In a new study conducted by George Washington University, it was found that patients who seek on the internet for a dermatologist often do so without taking any social networking sites into consideration. The results were released online in the Journal of Drugs in Dermatology.
Researchers evaluated 715 US-based adult participants who took part in a 10-question survey, most of which were female respondents.
Since social networking sites are considered to be an efficient tool for building an online presence among private practices, researchers set out to determine if such a presence affected a patient’s consideration in becoming a future paying client.
Sites such as Facebook, Twitter, and Instagram were the focus of the study. Additionally, the external website of private practice or medical professional was also taken into consideration.
Of all the respondents, only 25 percent agreed that social networking sites play a vital role in growing an online practice. Among the respondents who utilized social media for seeking a dermatologist, most were interested in learning more about the education of patients, over any other motive.

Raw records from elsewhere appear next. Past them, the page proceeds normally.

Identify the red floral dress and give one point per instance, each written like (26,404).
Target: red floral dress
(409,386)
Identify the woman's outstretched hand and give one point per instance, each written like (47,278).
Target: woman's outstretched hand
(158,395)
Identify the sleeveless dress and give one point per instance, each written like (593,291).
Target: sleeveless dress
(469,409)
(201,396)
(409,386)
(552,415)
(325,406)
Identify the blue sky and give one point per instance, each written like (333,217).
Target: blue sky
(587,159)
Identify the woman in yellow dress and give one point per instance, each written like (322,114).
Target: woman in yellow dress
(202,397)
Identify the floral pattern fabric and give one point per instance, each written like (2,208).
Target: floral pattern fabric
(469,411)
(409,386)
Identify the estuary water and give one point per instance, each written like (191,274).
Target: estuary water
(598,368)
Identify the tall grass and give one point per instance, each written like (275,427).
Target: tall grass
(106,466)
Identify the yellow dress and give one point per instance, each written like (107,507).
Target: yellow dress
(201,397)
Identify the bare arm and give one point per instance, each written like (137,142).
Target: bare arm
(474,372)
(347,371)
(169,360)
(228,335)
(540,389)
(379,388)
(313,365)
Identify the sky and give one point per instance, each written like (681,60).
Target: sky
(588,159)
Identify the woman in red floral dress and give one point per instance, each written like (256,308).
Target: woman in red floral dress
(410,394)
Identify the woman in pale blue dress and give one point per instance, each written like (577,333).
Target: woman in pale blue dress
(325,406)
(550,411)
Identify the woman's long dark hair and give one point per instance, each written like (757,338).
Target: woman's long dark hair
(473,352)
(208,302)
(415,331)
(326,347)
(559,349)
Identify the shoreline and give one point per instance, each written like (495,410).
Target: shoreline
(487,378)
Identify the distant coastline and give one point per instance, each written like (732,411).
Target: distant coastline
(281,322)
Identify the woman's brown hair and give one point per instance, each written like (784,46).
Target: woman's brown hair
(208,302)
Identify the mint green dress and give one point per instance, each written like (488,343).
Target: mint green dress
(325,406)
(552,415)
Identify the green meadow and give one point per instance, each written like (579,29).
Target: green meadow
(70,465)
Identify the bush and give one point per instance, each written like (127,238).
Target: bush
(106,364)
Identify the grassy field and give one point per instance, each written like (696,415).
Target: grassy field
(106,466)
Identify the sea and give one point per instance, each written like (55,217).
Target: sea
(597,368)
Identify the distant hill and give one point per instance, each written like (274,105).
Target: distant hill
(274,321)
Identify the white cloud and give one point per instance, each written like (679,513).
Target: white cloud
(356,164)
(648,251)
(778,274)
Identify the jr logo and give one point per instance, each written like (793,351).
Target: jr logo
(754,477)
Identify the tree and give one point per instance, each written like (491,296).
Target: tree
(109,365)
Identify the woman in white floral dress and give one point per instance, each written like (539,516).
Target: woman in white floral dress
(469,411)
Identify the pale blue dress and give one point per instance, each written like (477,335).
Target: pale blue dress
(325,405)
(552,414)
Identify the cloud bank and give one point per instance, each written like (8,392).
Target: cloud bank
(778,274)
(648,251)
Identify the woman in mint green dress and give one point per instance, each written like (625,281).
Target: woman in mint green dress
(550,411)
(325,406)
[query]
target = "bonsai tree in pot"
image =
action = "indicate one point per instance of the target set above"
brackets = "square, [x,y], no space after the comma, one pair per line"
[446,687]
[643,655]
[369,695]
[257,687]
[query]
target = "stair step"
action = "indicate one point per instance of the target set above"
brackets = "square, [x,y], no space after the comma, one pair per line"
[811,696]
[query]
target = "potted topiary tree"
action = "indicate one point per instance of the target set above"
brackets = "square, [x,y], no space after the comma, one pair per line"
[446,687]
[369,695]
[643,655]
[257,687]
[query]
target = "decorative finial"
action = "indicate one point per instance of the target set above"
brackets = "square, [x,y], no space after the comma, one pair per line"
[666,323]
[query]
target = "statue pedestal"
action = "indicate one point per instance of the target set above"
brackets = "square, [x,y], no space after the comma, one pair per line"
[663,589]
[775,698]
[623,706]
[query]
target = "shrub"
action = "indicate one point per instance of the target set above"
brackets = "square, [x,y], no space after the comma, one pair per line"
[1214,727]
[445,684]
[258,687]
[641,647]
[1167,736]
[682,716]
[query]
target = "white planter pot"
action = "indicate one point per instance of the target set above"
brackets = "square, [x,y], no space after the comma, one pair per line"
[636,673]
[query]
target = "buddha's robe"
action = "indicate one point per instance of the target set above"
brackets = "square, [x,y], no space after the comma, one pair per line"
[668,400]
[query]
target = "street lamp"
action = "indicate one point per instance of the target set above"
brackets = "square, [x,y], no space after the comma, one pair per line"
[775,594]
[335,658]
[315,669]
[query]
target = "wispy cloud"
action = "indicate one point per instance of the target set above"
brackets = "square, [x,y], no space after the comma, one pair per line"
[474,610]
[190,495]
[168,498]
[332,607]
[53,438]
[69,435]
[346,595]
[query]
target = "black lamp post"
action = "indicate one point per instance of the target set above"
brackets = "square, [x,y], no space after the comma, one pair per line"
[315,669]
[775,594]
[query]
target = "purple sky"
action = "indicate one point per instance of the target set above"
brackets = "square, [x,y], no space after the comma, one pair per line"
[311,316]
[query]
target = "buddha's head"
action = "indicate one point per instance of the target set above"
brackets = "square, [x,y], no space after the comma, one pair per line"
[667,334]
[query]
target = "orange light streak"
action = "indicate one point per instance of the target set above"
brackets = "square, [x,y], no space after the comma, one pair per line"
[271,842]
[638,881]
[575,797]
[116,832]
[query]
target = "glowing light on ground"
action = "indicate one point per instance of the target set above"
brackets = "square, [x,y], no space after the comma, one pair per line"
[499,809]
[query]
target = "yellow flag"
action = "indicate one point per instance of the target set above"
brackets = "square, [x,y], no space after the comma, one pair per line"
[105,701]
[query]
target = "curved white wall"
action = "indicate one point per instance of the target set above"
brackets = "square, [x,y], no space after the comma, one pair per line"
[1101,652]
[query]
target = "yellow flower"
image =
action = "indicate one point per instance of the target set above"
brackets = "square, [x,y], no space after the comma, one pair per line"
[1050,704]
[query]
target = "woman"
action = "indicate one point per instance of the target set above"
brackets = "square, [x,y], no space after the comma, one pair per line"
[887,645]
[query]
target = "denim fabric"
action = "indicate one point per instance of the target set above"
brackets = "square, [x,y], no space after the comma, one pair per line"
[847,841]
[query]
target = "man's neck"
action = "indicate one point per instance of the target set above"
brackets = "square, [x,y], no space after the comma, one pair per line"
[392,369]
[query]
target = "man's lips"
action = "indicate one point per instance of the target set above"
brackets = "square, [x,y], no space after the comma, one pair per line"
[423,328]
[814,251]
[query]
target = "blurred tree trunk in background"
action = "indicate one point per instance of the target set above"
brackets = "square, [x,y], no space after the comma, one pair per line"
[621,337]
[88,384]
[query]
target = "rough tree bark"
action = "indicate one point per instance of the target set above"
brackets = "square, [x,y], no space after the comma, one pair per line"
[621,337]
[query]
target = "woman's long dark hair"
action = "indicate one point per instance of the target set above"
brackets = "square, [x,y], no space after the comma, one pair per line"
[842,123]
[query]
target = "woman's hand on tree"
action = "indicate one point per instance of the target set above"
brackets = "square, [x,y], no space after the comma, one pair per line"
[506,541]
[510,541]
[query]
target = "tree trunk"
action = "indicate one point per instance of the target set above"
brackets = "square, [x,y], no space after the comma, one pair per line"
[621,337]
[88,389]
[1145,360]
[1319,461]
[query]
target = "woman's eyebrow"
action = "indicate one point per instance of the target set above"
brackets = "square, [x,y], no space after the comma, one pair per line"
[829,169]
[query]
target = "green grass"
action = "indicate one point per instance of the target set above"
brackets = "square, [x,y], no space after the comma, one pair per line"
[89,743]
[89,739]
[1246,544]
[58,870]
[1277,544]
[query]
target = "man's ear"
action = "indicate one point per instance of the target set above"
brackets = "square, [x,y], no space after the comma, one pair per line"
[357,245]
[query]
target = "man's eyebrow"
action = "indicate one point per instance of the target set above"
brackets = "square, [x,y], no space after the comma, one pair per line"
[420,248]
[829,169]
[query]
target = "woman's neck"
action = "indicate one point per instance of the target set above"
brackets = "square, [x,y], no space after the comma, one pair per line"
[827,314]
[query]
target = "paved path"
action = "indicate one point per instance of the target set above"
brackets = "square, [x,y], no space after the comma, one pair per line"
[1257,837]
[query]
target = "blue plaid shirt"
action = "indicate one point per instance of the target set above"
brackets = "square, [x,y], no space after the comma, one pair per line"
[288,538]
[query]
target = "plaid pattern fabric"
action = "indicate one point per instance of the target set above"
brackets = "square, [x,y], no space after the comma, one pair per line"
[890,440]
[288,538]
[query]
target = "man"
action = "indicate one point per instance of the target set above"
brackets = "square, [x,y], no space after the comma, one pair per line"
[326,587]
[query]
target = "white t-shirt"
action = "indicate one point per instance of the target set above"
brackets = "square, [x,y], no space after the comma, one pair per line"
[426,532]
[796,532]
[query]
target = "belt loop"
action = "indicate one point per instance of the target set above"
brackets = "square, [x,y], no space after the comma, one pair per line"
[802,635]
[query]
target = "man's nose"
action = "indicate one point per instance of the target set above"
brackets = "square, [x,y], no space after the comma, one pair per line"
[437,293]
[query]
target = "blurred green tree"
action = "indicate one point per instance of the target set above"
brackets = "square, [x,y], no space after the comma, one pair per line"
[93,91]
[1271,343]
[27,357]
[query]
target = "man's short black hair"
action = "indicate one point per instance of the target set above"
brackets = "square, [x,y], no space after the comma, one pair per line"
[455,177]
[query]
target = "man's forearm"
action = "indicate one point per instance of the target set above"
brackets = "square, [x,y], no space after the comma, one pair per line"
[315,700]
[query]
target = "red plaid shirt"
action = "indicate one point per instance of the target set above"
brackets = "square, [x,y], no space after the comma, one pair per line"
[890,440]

“While patients overall may not rely on social media to select a dermatologist nor be interested in nonmedical content, many of our respondents did express interest in educational content written by their dermatologists on social media,” said Adam Friedman, co-author of the study.
“Practitioners should still count social media as a tool in building their practices and engaging their current patients, however, it should be one of many methods that they rely on to recruit new patients.”
Although the study was only limited to the field of dermatology, the findings might be representative of other medical specializations as well.